Buku Ecotheopedagogy Disiapkan Menjadi Rujukan
Dalam penyusunan buku Ecotheopedagogy, Kemenag juga ingin memasukkan nilai pendidikan yang selama ini dikembangkan, yaitu maslahat, rukun, dan cerdas.
Ketiga nilai tersebut diharapkan dapat memperkuat pembelajaran ekologi berbasis nilai Islam. Peserta didik tidak hanya memperoleh pemahaman mengenai persoalan lingkungan, tetapi juga belajar mengambil sikap dan bertanggung jawab terhadap lingkungan di sekitarnya.
Materi buku juga diharapkan dapat memberikan contoh yang aplikatif sehingga guru memiliki bahan untuk menghubungkan persoalan ekologis dengan kehidupan peserta didik.
UIN Sunan Gunung Djati Siapkan Buku Sebagai Pilot Project
Rektor UIN Sunan Gunung Djati Bandung, Rosihon Anwar, mengatakan pengembangan Ecotheopedagogy merupakan respons Fakultas Tarbiyah dan Keguruan (FTK) terhadap kebijakan Menteri Agama mengenai program ekoteologi.
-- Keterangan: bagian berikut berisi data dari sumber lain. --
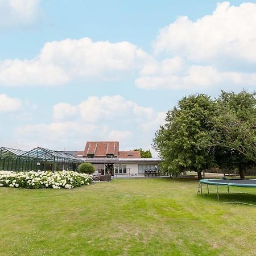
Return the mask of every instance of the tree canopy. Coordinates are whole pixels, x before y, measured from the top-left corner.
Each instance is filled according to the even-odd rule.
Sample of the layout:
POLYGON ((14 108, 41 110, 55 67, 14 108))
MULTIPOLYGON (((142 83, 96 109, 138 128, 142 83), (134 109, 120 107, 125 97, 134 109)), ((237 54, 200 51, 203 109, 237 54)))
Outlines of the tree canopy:
POLYGON ((180 100, 167 113, 153 147, 163 168, 176 175, 212 167, 244 170, 256 162, 255 94, 221 92, 214 100, 203 94, 180 100))
POLYGON ((135 148, 134 150, 139 151, 142 158, 152 158, 152 154, 150 150, 143 150, 142 148, 135 148))

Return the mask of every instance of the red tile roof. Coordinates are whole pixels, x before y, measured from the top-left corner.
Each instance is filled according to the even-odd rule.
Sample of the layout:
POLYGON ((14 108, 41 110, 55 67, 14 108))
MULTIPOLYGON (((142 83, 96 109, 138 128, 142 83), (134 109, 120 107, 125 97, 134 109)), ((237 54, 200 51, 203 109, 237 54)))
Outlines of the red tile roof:
POLYGON ((88 141, 84 149, 84 156, 94 155, 94 157, 106 157, 107 154, 113 154, 117 157, 119 151, 118 141, 88 141))
POLYGON ((119 151, 119 158, 141 158, 141 152, 138 150, 119 151))

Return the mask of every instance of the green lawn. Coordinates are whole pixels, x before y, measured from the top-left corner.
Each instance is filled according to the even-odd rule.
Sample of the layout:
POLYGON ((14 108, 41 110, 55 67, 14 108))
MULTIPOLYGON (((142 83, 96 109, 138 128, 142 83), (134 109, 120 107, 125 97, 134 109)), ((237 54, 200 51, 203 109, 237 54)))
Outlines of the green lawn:
MULTIPOLYGON (((125 179, 71 190, 1 187, 0 255, 256 255, 256 207, 218 202, 214 187, 202 198, 197 185, 125 179)), ((255 189, 220 191, 221 200, 256 204, 255 189)))

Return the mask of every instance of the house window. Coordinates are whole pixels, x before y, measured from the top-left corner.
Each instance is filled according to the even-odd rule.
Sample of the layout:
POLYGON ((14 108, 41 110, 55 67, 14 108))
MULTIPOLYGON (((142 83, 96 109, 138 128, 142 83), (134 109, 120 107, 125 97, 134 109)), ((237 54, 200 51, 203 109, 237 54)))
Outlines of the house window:
POLYGON ((139 174, 144 174, 145 171, 159 171, 158 165, 155 164, 139 164, 139 174))
POLYGON ((126 174, 126 166, 121 164, 115 166, 115 174, 126 174))
POLYGON ((107 158, 114 158, 114 154, 107 154, 107 158))

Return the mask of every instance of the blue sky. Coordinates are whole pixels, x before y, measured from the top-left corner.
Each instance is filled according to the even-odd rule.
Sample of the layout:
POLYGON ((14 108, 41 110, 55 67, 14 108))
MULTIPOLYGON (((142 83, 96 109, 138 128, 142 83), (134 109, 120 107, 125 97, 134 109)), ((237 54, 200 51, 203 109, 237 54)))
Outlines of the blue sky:
POLYGON ((254 90, 255 19, 241 1, 0 0, 0 146, 149 148, 183 96, 254 90))

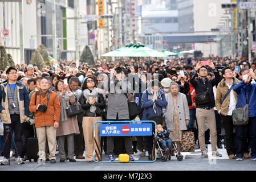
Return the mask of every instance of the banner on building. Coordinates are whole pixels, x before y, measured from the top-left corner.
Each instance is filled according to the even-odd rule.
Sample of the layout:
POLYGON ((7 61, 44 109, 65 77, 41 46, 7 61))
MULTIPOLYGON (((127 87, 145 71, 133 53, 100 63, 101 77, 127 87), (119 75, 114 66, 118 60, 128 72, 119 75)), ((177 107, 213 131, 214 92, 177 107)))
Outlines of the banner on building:
MULTIPOLYGON (((98 0, 97 1, 99 16, 104 14, 104 0, 98 0)), ((104 29, 104 19, 99 18, 99 28, 104 29)))

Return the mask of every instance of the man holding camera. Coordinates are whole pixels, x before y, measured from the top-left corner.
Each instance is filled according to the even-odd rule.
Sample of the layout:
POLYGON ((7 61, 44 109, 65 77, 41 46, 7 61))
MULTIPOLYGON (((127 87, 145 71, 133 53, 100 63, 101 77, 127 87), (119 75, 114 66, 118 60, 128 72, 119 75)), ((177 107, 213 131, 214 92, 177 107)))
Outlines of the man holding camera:
POLYGON ((4 159, 1 165, 10 164, 10 152, 13 133, 14 132, 15 146, 15 164, 24 164, 22 152, 22 123, 27 122, 29 115, 29 97, 26 86, 17 81, 18 70, 10 67, 6 70, 8 81, 1 86, 0 111, 4 127, 4 159))
POLYGON ((50 90, 46 78, 39 80, 40 89, 31 97, 29 110, 35 113, 35 127, 38 139, 39 160, 46 159, 46 140, 48 140, 51 163, 56 163, 56 131, 60 117, 60 104, 57 93, 50 90), (35 105, 35 97, 36 103, 35 105))
POLYGON ((198 139, 202 152, 202 158, 207 158, 208 155, 205 147, 205 120, 208 123, 211 134, 212 151, 213 156, 221 157, 222 155, 217 151, 217 131, 216 121, 214 110, 215 100, 213 87, 217 85, 220 81, 221 77, 217 69, 215 69, 213 61, 209 61, 209 66, 213 70, 215 78, 208 80, 206 66, 202 65, 202 61, 199 61, 190 76, 190 83, 196 90, 196 96, 194 99, 196 104, 196 117, 198 125, 198 139), (195 80, 198 75, 199 77, 195 80), (203 96, 205 94, 205 96, 203 96), (197 97, 197 95, 198 97, 197 97), (199 96, 202 97, 199 97, 199 96), (196 98, 198 99, 196 99, 196 98), (204 99, 204 98, 205 99, 204 99))

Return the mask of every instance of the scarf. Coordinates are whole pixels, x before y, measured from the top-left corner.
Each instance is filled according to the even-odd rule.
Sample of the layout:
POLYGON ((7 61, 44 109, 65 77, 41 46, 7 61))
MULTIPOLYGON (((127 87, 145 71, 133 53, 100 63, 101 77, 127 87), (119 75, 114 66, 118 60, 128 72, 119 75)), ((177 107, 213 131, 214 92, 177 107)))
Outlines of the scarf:
MULTIPOLYGON (((150 87, 148 88, 147 89, 149 94, 154 95, 154 93, 153 93, 152 90, 151 90, 151 88, 150 87)), ((156 92, 156 97, 157 97, 157 99, 160 99, 160 100, 162 100, 162 96, 160 94, 159 90, 158 92, 156 92)), ((156 114, 157 112, 158 113, 156 102, 154 102, 154 104, 153 104, 153 109, 154 110, 155 113, 156 114)))
MULTIPOLYGON (((86 98, 86 104, 88 104, 90 102, 89 99, 92 99, 92 97, 94 98, 96 102, 97 102, 97 95, 99 93, 100 93, 100 90, 96 87, 94 88, 92 92, 91 92, 88 89, 85 89, 83 92, 83 94, 86 98)), ((91 113, 95 113, 96 106, 91 105, 90 108, 90 111, 91 113)))
MULTIPOLYGON (((57 92, 57 94, 59 95, 61 94, 61 92, 57 92)), ((68 93, 66 91, 63 97, 60 101, 60 121, 67 121, 68 117, 67 115, 66 109, 70 106, 70 97, 68 97, 68 93)))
Menurut Rosihon, kebijakan tersebut perlu diterjemahkan lebih jauh ke dalam proses pendidikan sehingga dapat diterapkan pada tingkat fakultas dan lembaga pendidikan.
Ia menilai buku Ecotheopedagogy berpeluang digunakan secara lebih luas apabila penyusunannya memenuhi standar substansi dan aspek didaktik-metodik.
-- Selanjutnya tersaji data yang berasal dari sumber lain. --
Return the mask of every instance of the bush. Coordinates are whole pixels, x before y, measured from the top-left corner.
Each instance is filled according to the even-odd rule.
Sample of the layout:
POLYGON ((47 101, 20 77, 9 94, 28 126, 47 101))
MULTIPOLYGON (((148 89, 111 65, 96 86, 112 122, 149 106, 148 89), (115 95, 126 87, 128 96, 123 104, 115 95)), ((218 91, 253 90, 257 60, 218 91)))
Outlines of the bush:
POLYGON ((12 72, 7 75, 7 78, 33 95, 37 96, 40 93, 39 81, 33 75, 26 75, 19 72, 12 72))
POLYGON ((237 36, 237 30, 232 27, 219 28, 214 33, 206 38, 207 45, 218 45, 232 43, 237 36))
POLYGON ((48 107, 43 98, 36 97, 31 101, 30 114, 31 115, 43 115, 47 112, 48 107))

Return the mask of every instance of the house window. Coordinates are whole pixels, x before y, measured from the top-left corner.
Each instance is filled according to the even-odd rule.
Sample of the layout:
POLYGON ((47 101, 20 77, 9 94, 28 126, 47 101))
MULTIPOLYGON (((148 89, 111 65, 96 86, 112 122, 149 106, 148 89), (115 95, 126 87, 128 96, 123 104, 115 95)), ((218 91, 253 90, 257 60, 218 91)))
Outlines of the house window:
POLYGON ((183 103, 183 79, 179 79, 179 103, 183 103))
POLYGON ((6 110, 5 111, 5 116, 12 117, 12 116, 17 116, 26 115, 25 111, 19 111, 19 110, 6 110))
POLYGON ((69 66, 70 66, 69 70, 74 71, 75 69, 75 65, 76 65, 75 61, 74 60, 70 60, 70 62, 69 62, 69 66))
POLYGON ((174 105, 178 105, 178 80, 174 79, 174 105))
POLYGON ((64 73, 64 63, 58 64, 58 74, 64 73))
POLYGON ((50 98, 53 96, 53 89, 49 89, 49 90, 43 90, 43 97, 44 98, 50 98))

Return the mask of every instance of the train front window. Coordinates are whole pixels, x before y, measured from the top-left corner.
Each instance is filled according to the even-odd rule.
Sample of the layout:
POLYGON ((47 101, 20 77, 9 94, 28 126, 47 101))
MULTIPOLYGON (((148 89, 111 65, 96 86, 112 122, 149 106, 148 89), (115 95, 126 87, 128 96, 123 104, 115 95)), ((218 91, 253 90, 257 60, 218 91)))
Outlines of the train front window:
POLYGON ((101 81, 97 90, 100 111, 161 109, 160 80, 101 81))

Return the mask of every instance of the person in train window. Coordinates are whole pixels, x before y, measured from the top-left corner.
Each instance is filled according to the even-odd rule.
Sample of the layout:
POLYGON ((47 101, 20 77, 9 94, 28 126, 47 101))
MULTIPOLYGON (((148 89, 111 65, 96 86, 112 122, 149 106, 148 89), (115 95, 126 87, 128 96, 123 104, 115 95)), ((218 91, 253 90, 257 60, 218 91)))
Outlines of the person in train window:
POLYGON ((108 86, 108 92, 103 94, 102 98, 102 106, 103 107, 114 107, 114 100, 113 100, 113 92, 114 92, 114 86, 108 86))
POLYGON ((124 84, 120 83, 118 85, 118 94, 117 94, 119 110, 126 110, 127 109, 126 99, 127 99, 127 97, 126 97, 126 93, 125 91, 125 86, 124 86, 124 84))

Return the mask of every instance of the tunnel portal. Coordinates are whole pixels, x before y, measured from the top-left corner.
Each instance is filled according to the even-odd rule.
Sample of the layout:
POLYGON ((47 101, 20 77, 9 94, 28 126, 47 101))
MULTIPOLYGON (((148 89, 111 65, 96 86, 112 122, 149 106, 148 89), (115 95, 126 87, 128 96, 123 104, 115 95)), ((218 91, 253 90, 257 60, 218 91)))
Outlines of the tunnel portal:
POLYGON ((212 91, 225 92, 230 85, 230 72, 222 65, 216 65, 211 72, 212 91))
“Jika buku Ecotheopedagogy FTK UIN Sunan Gunung Djati Bandung isinya lengkap dan teruji secara substansi serta didaktik-metodik, buku ini bisa menjadi pilot project untuk diterapkan di seluruh FTK se-Indonesia,” ujar Rosihon.
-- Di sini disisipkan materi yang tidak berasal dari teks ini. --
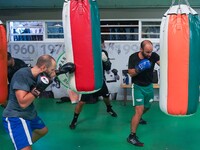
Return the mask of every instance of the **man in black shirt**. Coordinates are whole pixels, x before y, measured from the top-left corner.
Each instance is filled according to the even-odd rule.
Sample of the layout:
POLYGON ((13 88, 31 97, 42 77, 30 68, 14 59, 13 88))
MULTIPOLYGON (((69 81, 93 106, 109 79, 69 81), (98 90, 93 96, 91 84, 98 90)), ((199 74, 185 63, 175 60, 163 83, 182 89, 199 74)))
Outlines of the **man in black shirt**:
MULTIPOLYGON (((7 53, 7 58, 8 58, 8 92, 9 92, 11 79, 15 74, 15 72, 17 72, 20 68, 27 67, 28 65, 21 59, 13 58, 9 52, 7 53)), ((1 106, 6 107, 6 105, 7 101, 1 106)))

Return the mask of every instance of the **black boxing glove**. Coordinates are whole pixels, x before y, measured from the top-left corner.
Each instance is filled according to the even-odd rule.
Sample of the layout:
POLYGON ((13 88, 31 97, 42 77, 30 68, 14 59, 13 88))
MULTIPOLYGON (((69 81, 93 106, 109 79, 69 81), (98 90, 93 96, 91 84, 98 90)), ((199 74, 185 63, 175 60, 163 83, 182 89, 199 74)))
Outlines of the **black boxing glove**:
POLYGON ((37 76, 36 85, 32 87, 31 93, 38 97, 41 92, 43 92, 52 83, 51 78, 45 72, 40 73, 37 76))
POLYGON ((58 70, 56 70, 56 76, 59 76, 60 74, 66 74, 66 73, 73 73, 75 71, 75 65, 71 62, 68 62, 61 66, 58 70))

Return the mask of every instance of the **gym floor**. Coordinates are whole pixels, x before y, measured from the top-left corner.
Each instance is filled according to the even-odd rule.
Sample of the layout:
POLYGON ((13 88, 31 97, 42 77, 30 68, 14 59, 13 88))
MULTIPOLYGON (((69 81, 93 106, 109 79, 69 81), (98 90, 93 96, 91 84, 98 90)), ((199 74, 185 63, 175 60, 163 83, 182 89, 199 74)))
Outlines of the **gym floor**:
MULTIPOLYGON (((132 102, 112 101, 118 117, 107 112, 103 101, 86 104, 75 130, 69 129, 74 104, 57 104, 54 99, 35 101, 39 116, 49 132, 33 144, 33 150, 199 150, 200 111, 190 117, 172 117, 161 112, 158 102, 143 116, 148 123, 139 125, 137 135, 144 147, 126 141, 133 114, 132 102)), ((0 107, 2 114, 3 108, 0 107)), ((0 149, 14 149, 0 120, 0 149)))

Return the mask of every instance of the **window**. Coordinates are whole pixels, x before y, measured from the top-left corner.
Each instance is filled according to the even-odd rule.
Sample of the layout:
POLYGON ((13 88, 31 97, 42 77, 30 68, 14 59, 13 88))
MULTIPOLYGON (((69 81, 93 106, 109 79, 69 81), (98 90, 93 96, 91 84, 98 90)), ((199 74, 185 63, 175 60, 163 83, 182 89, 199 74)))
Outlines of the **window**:
MULTIPOLYGON (((108 41, 158 40, 161 20, 102 19, 101 36, 108 41)), ((62 20, 8 21, 9 41, 46 41, 64 38, 62 20)))
POLYGON ((141 21, 142 38, 160 38, 161 21, 141 21))
POLYGON ((9 41, 43 41, 44 27, 41 21, 10 21, 9 41))
POLYGON ((101 35, 105 40, 139 40, 138 20, 102 20, 101 35))

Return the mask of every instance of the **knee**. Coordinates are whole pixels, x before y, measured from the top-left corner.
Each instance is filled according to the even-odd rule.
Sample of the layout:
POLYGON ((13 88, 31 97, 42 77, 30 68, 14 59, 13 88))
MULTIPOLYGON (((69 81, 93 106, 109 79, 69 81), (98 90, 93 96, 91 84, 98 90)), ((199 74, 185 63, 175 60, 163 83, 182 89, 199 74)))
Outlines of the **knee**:
POLYGON ((48 133, 48 128, 47 128, 47 127, 44 127, 44 128, 41 130, 40 135, 41 135, 41 136, 44 136, 44 135, 46 135, 47 133, 48 133))

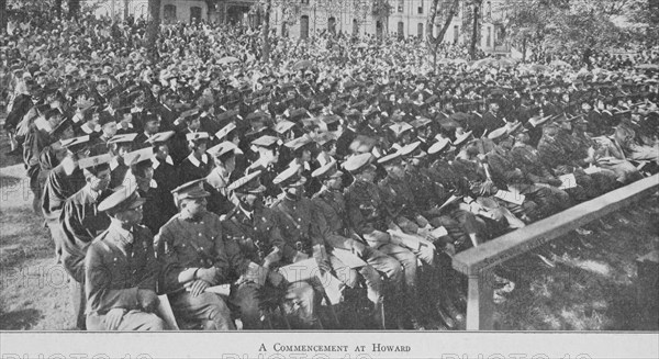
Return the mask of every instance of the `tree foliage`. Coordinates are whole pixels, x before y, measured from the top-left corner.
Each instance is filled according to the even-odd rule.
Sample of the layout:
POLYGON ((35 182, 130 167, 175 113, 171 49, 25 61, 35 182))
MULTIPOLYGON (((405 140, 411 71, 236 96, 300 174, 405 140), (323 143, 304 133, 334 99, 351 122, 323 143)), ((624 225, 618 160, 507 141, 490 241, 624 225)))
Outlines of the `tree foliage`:
POLYGON ((160 0, 148 0, 148 14, 145 46, 149 56, 156 57, 158 56, 156 42, 160 29, 160 0))
POLYGON ((426 21, 426 47, 431 52, 431 55, 433 55, 433 64, 437 63, 437 49, 439 49, 439 45, 444 41, 444 35, 459 10, 460 0, 433 0, 431 3, 426 21), (438 27, 437 35, 433 34, 435 26, 442 26, 438 27))
POLYGON ((624 48, 635 38, 647 41, 643 34, 657 34, 659 20, 648 7, 648 0, 528 0, 524 7, 518 0, 505 0, 501 10, 514 44, 540 54, 560 54, 624 48))

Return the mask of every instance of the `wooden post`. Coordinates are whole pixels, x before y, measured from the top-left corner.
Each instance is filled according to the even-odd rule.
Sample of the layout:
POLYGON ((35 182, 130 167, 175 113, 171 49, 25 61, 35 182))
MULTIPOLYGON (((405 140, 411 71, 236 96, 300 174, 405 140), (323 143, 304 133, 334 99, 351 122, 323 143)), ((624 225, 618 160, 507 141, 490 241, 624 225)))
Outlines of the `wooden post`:
POLYGON ((494 310, 492 270, 469 276, 467 292, 467 330, 492 330, 494 310))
Posisi Dekan FTK UIN Sunan Gunung Djati Bandung sebagai Ketua Forum FTK Perguruan Tinggi Keagamaan Islam (PTKI) se-Indonesia juga dinilai dapat membuka peluang penerapan konsep tersebut di lingkungan fakultas tarbiyah dan keguruan lainnya.
Ekoteologi Didorong Masuk Dalam Kehidupan Sehari-hari
Pengembangan Ecotheopedagogy menunjukkan upaya Kementerian Agama membawa gagasan ekoteologi lebih dekat dengan dunia pendidikan. Nilai keagamaan mengenai tanggung jawab manusia terhadap alam kemudian diterjemahkan menjadi bagian dari proses pembelajaran.
Pendekatan tersebut juga membuka ruang bagi sekolah dan madrasah untuk menjadikan lingkungan sekitar sebagai sumber pembelajaran. Peserta didik dapat diajak melihat persoalan yang terjadi di lingkungan sendiri, memahami penyebabnya, kemudian mencari solusi yang dapat dilakukan bersama.
Melalui cara tersebut, pendidikan ekologi tidak berhenti pada hafalan mengenai pentingnya menjaga lingkungan. Pembelajaran diharapkan mampu membentuk kebiasaan dan karakter peserta didik agar memiliki kepedulian terhadap alam.
Pengembangan buku Ecotheopedagogy menjadi salah satu langkah Kemenag untuk memperkuat pendekatan tersebut. Jika nantinya diterapkan lebih luas, konsep ini diharapkan dapat membantu guru dan lembaga pendidikan mengintegrasikan nilai Islam dengan pendidikan lingkungan secara lebih konkret.